Au risque d’être taxés de visées égocentriques, les dirigeants de l’Opposition devraient adopter les propositions visant à l’organisation de législatives partielles dans les circonscriptions dont les élections ont été contestées. Cette approche a le double avantage de dépenses moins importantes que celle de nouvelles élections générales, dans le cas d’une dissolution de l’ensemble du parlement et d’éviter une assez longue paralysie d’une institution incontournable pour l’adoption des règles d’une nouvelle culture de gouvernance.
La démission de la Cour constitutionnelle est également une des conditions essentielles à une implication dénuée d’a priori et acceptée de cette institution dans la réglementation de la vie politique de notre pays. Les Conseillers de la dite Cour, fortement chahutés par l’opinion publique, devraient se résoudre à cette sortie, somme toute honorable pour eux.
Enfin, ultime posture à observer par l’Opposition, la préservation des relations avec les partenaires internationaux du Mali. Même si, par certains de ses aspects, l’intervention de ces derniers reste contestable, notamment en ce que des opposants à des présidents démocratiquement élus ont pu bénéficier de l’onction de grandes démocraties, le poids de leur appui économique et militaire est tel que l’on ne peut se payer le luxe de nous aliéner leur assistance, en ces moments de précarité surtout.

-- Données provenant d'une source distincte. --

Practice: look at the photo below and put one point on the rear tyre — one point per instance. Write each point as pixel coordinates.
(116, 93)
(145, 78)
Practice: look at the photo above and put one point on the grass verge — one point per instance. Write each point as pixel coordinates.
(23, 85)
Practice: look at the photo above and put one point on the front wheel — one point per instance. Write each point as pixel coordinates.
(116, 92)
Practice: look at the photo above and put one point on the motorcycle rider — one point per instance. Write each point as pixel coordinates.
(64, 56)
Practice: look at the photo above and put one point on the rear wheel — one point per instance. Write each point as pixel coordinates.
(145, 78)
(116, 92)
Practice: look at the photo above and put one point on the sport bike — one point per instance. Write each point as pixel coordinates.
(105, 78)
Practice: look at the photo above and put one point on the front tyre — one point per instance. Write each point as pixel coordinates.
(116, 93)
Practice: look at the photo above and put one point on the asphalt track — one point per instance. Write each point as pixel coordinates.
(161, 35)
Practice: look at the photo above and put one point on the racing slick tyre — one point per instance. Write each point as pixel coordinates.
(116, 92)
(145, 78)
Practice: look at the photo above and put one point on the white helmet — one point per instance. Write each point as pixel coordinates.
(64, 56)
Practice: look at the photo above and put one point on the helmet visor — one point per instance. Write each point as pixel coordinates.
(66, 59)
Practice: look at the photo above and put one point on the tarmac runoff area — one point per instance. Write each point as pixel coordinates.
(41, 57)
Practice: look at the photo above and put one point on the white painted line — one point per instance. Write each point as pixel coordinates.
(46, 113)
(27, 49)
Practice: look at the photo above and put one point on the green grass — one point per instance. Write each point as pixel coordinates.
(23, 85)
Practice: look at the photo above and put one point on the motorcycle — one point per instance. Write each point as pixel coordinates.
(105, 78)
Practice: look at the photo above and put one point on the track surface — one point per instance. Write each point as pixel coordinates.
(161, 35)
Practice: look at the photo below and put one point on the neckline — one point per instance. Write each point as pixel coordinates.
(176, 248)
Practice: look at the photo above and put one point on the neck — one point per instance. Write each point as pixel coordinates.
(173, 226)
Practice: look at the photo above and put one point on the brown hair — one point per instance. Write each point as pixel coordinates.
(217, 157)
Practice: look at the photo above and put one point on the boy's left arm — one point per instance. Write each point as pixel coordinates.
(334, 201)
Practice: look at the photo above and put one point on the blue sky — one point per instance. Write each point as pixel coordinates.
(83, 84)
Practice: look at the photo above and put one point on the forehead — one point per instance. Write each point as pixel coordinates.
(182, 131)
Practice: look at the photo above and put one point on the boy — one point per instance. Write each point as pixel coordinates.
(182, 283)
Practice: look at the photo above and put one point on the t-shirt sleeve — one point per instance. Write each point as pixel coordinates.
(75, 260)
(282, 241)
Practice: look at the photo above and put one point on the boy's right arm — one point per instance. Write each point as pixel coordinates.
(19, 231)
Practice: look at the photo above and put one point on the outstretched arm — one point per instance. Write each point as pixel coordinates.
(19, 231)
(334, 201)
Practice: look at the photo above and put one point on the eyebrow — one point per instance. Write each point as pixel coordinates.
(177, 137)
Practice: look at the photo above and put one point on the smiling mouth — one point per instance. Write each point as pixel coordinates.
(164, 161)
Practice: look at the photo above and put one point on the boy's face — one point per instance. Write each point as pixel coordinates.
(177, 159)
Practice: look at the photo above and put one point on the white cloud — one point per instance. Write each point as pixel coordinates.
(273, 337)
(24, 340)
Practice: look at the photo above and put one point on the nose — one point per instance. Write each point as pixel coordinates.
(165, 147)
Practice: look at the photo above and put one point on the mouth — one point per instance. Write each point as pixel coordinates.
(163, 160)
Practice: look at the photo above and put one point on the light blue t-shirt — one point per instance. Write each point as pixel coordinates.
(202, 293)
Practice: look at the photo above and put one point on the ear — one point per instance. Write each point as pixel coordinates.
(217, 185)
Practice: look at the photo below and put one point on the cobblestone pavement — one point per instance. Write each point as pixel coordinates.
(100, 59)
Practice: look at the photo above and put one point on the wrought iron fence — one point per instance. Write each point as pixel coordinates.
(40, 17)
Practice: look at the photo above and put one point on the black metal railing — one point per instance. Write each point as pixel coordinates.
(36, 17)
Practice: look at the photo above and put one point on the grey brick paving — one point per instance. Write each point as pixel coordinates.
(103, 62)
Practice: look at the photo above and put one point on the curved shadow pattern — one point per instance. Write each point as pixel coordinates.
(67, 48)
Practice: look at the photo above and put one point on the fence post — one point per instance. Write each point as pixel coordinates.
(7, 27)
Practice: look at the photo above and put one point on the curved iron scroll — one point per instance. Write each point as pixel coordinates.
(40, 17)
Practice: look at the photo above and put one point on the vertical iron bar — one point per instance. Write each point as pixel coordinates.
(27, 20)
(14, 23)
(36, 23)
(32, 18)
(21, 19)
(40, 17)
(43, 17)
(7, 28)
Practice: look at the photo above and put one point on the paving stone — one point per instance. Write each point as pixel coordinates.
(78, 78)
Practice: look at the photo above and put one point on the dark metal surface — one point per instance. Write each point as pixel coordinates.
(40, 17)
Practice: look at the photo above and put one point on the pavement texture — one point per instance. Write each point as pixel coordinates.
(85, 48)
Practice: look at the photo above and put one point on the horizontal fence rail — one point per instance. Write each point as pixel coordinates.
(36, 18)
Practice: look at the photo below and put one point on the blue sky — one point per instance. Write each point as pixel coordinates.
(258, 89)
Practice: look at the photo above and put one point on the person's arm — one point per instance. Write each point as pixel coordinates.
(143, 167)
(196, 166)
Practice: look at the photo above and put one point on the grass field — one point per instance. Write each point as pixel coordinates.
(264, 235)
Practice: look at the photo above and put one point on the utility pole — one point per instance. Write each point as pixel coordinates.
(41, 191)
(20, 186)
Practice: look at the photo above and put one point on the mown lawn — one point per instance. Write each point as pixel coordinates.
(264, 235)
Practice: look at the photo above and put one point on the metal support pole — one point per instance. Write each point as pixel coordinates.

Nous nous devons de les rassurer sur nos options politiques futures. En édulcorant l’image du parrainage du mouvement par l’Imam Mahmoud Dicko qui, en dépit de ses dénégations de projets islamistes, fait planer, aux yeux de ces partenaires, de sérieux doutes sur le maintien des options laïques de l’Etat malien.
Pour toutes ces considérations, le M5-RFP doit faire montre d’une grande souplesse.